U.S. President Donald Trump on Wednesday ordered an immediate halt to all trade with NATO ally Spain, using the machinery of the U.S. state to punish a government that refused to bow to NATO's new defence spending target of 5% of GDP. The move came during a NATO summit in Ankara, where European leaders had hoped to paper over rifts inside the military alliance. Instead, Trump dragged the dispute back into the open and made the threat of economic punishment the headline act.
Who Gets Hit First
Spain's office of Prime Minister Pedro Sanchez, who leads a minority leftist government, said in a statement it was treating Trump's statements as "business as usual" and did not intend to change the "excellent" relations it enjoyed with Washington. The office pointed out that Spain had a trade deficit with the U.S. and that economic ties were forged by private companies rather than governments, adding that as part of the customs and trade union, individual EU members could not be singled out. Those are the people left to absorb the shock while presidents and secretaries bark orders from above.

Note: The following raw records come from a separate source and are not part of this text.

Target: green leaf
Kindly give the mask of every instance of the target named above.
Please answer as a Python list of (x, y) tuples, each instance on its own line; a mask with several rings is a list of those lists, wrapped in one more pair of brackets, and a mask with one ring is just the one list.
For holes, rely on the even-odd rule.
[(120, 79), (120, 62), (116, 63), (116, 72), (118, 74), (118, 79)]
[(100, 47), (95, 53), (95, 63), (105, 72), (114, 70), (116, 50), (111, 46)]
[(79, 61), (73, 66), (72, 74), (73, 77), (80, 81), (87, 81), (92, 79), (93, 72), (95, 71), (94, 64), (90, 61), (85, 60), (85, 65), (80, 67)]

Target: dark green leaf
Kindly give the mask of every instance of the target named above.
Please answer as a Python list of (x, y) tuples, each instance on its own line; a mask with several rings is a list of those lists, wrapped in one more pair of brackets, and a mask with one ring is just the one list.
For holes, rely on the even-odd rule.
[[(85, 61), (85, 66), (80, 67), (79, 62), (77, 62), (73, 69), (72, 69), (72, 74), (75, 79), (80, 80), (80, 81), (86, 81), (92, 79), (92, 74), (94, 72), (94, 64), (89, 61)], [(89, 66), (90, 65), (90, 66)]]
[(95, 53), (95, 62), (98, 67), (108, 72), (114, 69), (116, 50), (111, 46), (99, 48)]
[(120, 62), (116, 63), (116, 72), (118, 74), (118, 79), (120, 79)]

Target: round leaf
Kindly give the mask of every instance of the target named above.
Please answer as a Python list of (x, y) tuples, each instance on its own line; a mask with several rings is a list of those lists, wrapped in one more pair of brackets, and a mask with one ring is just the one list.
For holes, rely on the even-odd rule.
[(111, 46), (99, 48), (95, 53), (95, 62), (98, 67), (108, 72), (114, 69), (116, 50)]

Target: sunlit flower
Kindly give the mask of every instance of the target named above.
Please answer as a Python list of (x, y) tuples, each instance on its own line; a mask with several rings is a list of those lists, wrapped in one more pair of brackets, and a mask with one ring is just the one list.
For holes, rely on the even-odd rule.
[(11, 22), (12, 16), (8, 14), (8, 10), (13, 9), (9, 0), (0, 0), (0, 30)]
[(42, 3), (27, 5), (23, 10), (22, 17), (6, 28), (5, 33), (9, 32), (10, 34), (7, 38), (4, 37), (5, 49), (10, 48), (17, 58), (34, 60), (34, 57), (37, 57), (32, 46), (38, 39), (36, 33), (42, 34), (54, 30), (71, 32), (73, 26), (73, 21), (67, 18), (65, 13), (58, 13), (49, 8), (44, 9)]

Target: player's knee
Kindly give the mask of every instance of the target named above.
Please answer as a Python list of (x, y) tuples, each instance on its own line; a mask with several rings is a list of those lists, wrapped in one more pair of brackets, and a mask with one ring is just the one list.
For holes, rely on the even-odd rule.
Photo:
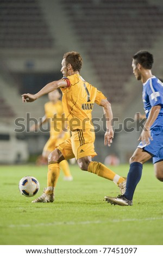
[(78, 166), (82, 170), (87, 170), (87, 168), (90, 163), (90, 161), (78, 161)]
[(136, 157), (135, 156), (132, 156), (129, 160), (129, 163), (130, 164), (133, 163), (134, 162), (136, 162)]
[(48, 157), (48, 163), (50, 162), (58, 162), (59, 160), (59, 153), (58, 149), (55, 149), (49, 154)]

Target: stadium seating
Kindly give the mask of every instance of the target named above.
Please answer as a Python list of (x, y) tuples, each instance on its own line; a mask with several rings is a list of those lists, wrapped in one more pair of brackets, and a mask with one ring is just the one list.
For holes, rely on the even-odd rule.
[(36, 0), (1, 0), (0, 48), (51, 48), (54, 40)]
[(61, 2), (103, 91), (112, 103), (123, 104), (130, 93), (125, 84), (132, 73), (132, 56), (152, 47), (163, 27), (163, 11), (146, 0)]
[(2, 96), (0, 96), (0, 119), (14, 118), (15, 113), (11, 106), (8, 105)]

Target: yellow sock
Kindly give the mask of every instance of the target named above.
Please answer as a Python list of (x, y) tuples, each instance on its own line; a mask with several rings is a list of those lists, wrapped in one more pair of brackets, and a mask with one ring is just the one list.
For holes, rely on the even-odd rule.
[(60, 174), (60, 166), (58, 162), (52, 162), (48, 164), (47, 174), (47, 189), (51, 190), (49, 187), (54, 188), (56, 186)]
[(112, 180), (117, 185), (119, 185), (125, 179), (99, 162), (91, 162), (89, 165), (87, 170), (101, 177)]
[(69, 164), (66, 160), (63, 160), (59, 163), (60, 167), (64, 172), (64, 175), (66, 177), (71, 177)]

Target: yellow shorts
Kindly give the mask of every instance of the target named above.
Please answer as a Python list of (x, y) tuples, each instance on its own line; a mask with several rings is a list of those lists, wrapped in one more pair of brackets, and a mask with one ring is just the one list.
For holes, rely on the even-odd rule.
[(69, 132), (65, 132), (62, 138), (58, 138), (58, 136), (59, 135), (50, 136), (50, 138), (44, 146), (43, 152), (52, 152), (55, 149), (57, 145), (59, 145), (70, 137), (70, 133)]
[(56, 147), (66, 160), (74, 158), (77, 160), (84, 156), (97, 155), (95, 151), (94, 132), (77, 130), (71, 132), (71, 137)]

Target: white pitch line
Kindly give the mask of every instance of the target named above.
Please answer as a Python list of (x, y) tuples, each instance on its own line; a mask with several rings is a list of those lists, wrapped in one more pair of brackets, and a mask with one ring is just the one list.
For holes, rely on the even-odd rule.
[(89, 225), (91, 224), (102, 224), (107, 223), (113, 223), (113, 222), (142, 222), (142, 221), (154, 221), (158, 220), (163, 220), (163, 217), (160, 218), (127, 218), (127, 219), (113, 219), (106, 221), (82, 221), (82, 222), (51, 222), (48, 223), (37, 223), (34, 224), (11, 224), (7, 226), (1, 225), (1, 228), (30, 228), (32, 227), (48, 227), (48, 226), (55, 226), (55, 225)]

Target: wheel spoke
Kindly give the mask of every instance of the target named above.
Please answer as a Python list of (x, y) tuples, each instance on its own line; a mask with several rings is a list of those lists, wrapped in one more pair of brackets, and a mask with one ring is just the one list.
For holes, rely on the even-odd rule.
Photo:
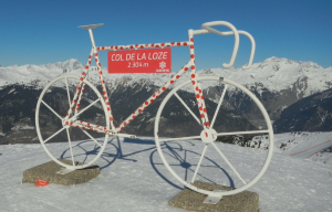
[(52, 109), (52, 107), (50, 106), (50, 105), (48, 105), (45, 102), (43, 102), (43, 100), (41, 100), (51, 112), (53, 112), (53, 114), (55, 115), (55, 116), (58, 116), (61, 120), (62, 120), (62, 117), (56, 113), (56, 112), (54, 112), (54, 109)]
[(179, 97), (177, 93), (174, 93), (174, 95), (177, 97), (177, 99), (186, 107), (186, 109), (191, 114), (191, 116), (197, 120), (197, 123), (200, 125), (200, 120), (197, 118), (197, 116), (191, 112), (191, 109), (188, 107), (188, 105)]
[(252, 131), (230, 131), (230, 132), (220, 132), (217, 136), (235, 136), (235, 135), (245, 135), (245, 134), (268, 134), (269, 130), (252, 130)]
[(225, 85), (225, 87), (224, 87), (224, 91), (222, 91), (221, 97), (220, 97), (220, 99), (219, 99), (219, 103), (218, 103), (217, 109), (216, 109), (216, 112), (215, 112), (215, 115), (214, 115), (214, 118), (212, 118), (212, 121), (211, 121), (211, 128), (214, 127), (214, 124), (215, 124), (215, 120), (216, 120), (216, 118), (217, 118), (217, 115), (218, 115), (219, 108), (220, 108), (220, 106), (221, 106), (221, 104), (222, 104), (222, 100), (224, 100), (224, 97), (225, 97), (225, 94), (226, 94), (227, 86), (228, 86), (228, 85)]
[(75, 160), (74, 160), (74, 155), (73, 155), (73, 148), (72, 148), (71, 136), (70, 136), (70, 134), (69, 134), (69, 128), (66, 128), (66, 136), (68, 136), (68, 142), (69, 142), (70, 150), (71, 150), (71, 156), (72, 156), (73, 166), (75, 167)]
[(208, 144), (206, 144), (205, 147), (204, 147), (204, 149), (203, 149), (201, 156), (200, 156), (200, 158), (199, 158), (198, 165), (197, 165), (197, 167), (196, 167), (195, 173), (194, 173), (193, 179), (191, 179), (191, 183), (194, 183), (194, 181), (195, 181), (195, 179), (196, 179), (196, 176), (197, 176), (198, 170), (199, 170), (199, 168), (200, 168), (200, 163), (201, 163), (201, 161), (203, 161), (203, 158), (204, 158), (204, 156), (205, 156), (205, 152), (206, 152), (206, 150), (207, 150), (207, 147), (208, 147)]
[(226, 156), (220, 151), (220, 149), (216, 146), (215, 142), (211, 142), (215, 149), (218, 151), (218, 153), (221, 156), (221, 158), (227, 162), (227, 165), (231, 168), (231, 170), (238, 176), (238, 178), (247, 184), (247, 182), (243, 180), (243, 178), (240, 176), (240, 173), (234, 168), (234, 166), (229, 162), (229, 160), (226, 158)]
[(86, 136), (89, 136), (89, 138), (91, 138), (97, 146), (103, 147), (98, 141), (96, 141), (96, 139), (94, 139), (94, 137), (92, 137), (87, 131), (85, 131), (84, 129), (80, 128)]
[(190, 139), (198, 139), (200, 136), (189, 136), (189, 137), (181, 137), (181, 138), (162, 138), (158, 139), (159, 142), (164, 141), (175, 141), (175, 140), (190, 140)]
[(56, 132), (54, 132), (52, 136), (50, 136), (48, 139), (45, 139), (44, 140), (44, 144), (45, 142), (48, 142), (50, 139), (52, 139), (54, 136), (56, 136), (58, 134), (60, 134), (62, 130), (64, 129), (64, 127), (63, 128), (61, 128), (61, 129), (59, 129)]
[(68, 77), (65, 77), (65, 87), (66, 87), (68, 103), (69, 103), (69, 106), (71, 106), (71, 95), (70, 95), (69, 87), (68, 87)]
[(101, 99), (98, 98), (98, 99), (94, 100), (93, 103), (91, 103), (90, 105), (87, 105), (84, 109), (82, 109), (81, 112), (79, 112), (77, 114), (75, 114), (72, 118), (76, 118), (77, 116), (80, 116), (80, 114), (82, 114), (83, 112), (85, 112), (86, 109), (89, 109), (90, 107), (92, 107), (98, 100), (101, 100)]

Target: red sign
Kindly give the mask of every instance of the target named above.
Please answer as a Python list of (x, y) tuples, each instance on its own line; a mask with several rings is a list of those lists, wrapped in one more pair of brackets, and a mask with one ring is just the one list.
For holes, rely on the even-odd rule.
[(108, 52), (110, 74), (170, 73), (170, 49)]

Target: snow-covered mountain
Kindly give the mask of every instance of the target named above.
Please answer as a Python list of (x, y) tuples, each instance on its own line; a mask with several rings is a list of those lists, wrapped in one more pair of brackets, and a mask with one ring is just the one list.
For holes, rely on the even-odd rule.
[[(94, 70), (91, 66), (91, 70)], [(25, 85), (35, 84), (35, 81), (50, 81), (64, 73), (80, 75), (84, 65), (77, 60), (58, 62), (45, 65), (22, 65), (0, 67), (0, 86), (6, 84), (23, 83)], [(103, 67), (104, 77), (108, 82), (131, 84), (141, 78), (148, 78), (155, 85), (165, 83), (168, 74), (106, 74), (106, 67)], [(243, 68), (209, 68), (198, 71), (200, 76), (222, 76), (232, 80), (248, 88), (256, 89), (259, 94), (267, 89), (271, 93), (282, 91), (294, 91), (297, 98), (302, 98), (318, 92), (332, 88), (332, 67), (323, 68), (313, 62), (297, 62), (288, 59), (270, 57), (263, 62), (255, 63), (249, 70)], [(174, 73), (173, 73), (174, 74)], [(97, 73), (90, 72), (90, 81), (98, 81)], [(164, 80), (164, 81), (163, 81)], [(116, 84), (112, 84), (115, 86)]]
[[(80, 76), (84, 71), (84, 65), (76, 60), (59, 62), (55, 64), (45, 65), (23, 65), (23, 66), (8, 66), (0, 67), (0, 138), (7, 137), (4, 144), (13, 141), (18, 138), (29, 137), (35, 138), (34, 126), (34, 108), (41, 89), (48, 82), (55, 77), (70, 74)], [(267, 108), (271, 120), (280, 119), (280, 114), (284, 108), (297, 103), (303, 97), (312, 94), (319, 94), (323, 91), (331, 88), (332, 83), (332, 67), (323, 68), (312, 62), (295, 62), (288, 59), (270, 57), (263, 62), (255, 63), (249, 70), (242, 68), (209, 68), (198, 71), (199, 76), (221, 76), (230, 78), (241, 85), (248, 87)], [(157, 87), (164, 85), (172, 74), (107, 74), (107, 70), (103, 68), (104, 80), (108, 91), (114, 114), (115, 124), (124, 120), (131, 112), (136, 109), (144, 99), (149, 97)], [(98, 75), (95, 66), (90, 67), (87, 80), (93, 84), (98, 84)], [(179, 78), (180, 82), (188, 80), (188, 74)], [(191, 89), (186, 89), (191, 92)], [(207, 100), (207, 107), (216, 107), (216, 95), (218, 91), (210, 89), (204, 91)], [(190, 102), (190, 99), (185, 99)], [(242, 94), (232, 88), (228, 88), (225, 96), (226, 110), (229, 116), (242, 117), (236, 121), (225, 123), (224, 127), (231, 129), (231, 126), (252, 126), (259, 127), (261, 123), (248, 121), (249, 118), (255, 117), (256, 110), (252, 109), (252, 104), (242, 97)], [(27, 105), (27, 103), (29, 103)], [(160, 100), (155, 100), (149, 106), (145, 114), (139, 115), (137, 121), (133, 121), (126, 127), (127, 132), (152, 136), (154, 117), (157, 112)], [(61, 104), (61, 103), (59, 103)], [(305, 108), (305, 106), (303, 106)], [(295, 108), (297, 109), (297, 108)], [(326, 109), (325, 109), (326, 110)], [(325, 113), (324, 110), (324, 113)], [(186, 114), (179, 113), (183, 116)], [(294, 113), (291, 113), (294, 114)], [(284, 117), (284, 116), (283, 116)], [(169, 116), (168, 123), (173, 123), (176, 129), (181, 121), (187, 120), (188, 117)], [(177, 120), (176, 120), (177, 119)], [(252, 119), (252, 118), (251, 118)], [(324, 120), (332, 120), (325, 118)], [(303, 121), (303, 120), (301, 120)], [(305, 120), (312, 121), (312, 120)], [(318, 120), (315, 120), (318, 121)], [(280, 121), (279, 121), (280, 123)], [(329, 123), (321, 123), (320, 126), (328, 126)], [(32, 127), (30, 136), (8, 136), (4, 131), (10, 131), (19, 126)], [(287, 121), (287, 125), (294, 126), (292, 121)], [(189, 129), (194, 130), (191, 126)], [(4, 129), (4, 130), (3, 130)], [(280, 129), (280, 128), (278, 128)], [(291, 130), (312, 130), (311, 128), (282, 128), (279, 132)], [(324, 130), (314, 128), (314, 130)], [(190, 131), (190, 130), (189, 130)], [(12, 134), (13, 135), (13, 134)], [(31, 141), (31, 139), (28, 139)], [(15, 140), (15, 142), (22, 142)]]

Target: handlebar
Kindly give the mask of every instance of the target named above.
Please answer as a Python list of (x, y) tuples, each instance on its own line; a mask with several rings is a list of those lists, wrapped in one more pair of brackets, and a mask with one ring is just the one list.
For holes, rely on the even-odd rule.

Trump told NATO Secretary General Mark Rutte, "Spain doesn't agree to anything, and you shouldn't carry them," before turning to Treasury Secretary Scott Bessent and saying, "I don't want to do any trade with them, alright?" Bessent answered, "Yes, sir." Trump then added, "Take it immediately. Don't even talk to them. They're hopeless. They're bad people ... They make so much money with us, and we're going to see that they make a lot less." The language was blunt, but the structure was familiar: one man at the top orders, another obeys, and ordinary people on both sides of the Atlantic are left to live with the fallout.
The Alliance and Its Enforcers
It was the second time Trump has instructed Treasury Secretary Scott Bessent to halt commerce with Spain over its refusal to commit to NATO's new defence spending target. After his first such promise in March, trade between the two countries continued normally. So much for the grand declarations. The apparatus can shout, threaten, and posture, but the actual flow of goods kept moving the first time around.
Trump also irked another NATO ally, Denmark, by reiterating that his country should control Greenland. Denmark promised to defend every inch of its territory. The summit that was supposed to steady the alliance instead exposed how quickly the language of partnership gives way to coercion when powerful states start demanding obedience.
Mark Rutte later tried to soothe the tension by saying Spain "made a huge step last year" raising its spending to 2%, although he added that "there are still issues we have to solve." That line says plenty. The alliance's own secretary general was left managing the damage after Trump's public order, trying to keep the military bloc from splintering under the weight of its own internal power struggles.
Trade, Bases, and the Price of Refusal
Trump has repeatedly expressed frustration with Spain after Sanchez, a Socialist, refused to let the U.S. use its airspace or bases on its territory for the Iran war. Washington jointly operates with Madrid two key military bases in southern Spain for naval and air operations. The dispute isn't just about percentages and targets. It's about control over territory, military access, and who gets to decide how far the U.S. war machine reaches.
Spain is the world's largest olive oil exporter and also sells auto parts, steel, and chemicals to the United States, although analysts consider it to be less vulnerable to Trump's threats of economic punishment than other European economies. That doesn't make the threat harmless. It just means the bosses are picking targets with different levels of exposure, while workers, producers, and consumers sit underneath the leverage game.
The White House move also ran straight into European Union rules requiring trade negotiations to be conducted as a single bloc. Even there, the formal rules of the system are only as strong as the powerful states willing to respect them. Trump didn't bother hiding his contempt for that arrangement. He ordered the cutoff anyway.
The whole scene in Ankara had the feel of a hierarchy showing its teeth in public. A president issues the command. A treasury secretary says, "Yes, sir." A NATO secretary general tries to calm things down after the fact. And the people whose lives depend on trade, access, and stability are left to deal with the consequences of decisions made far above their heads.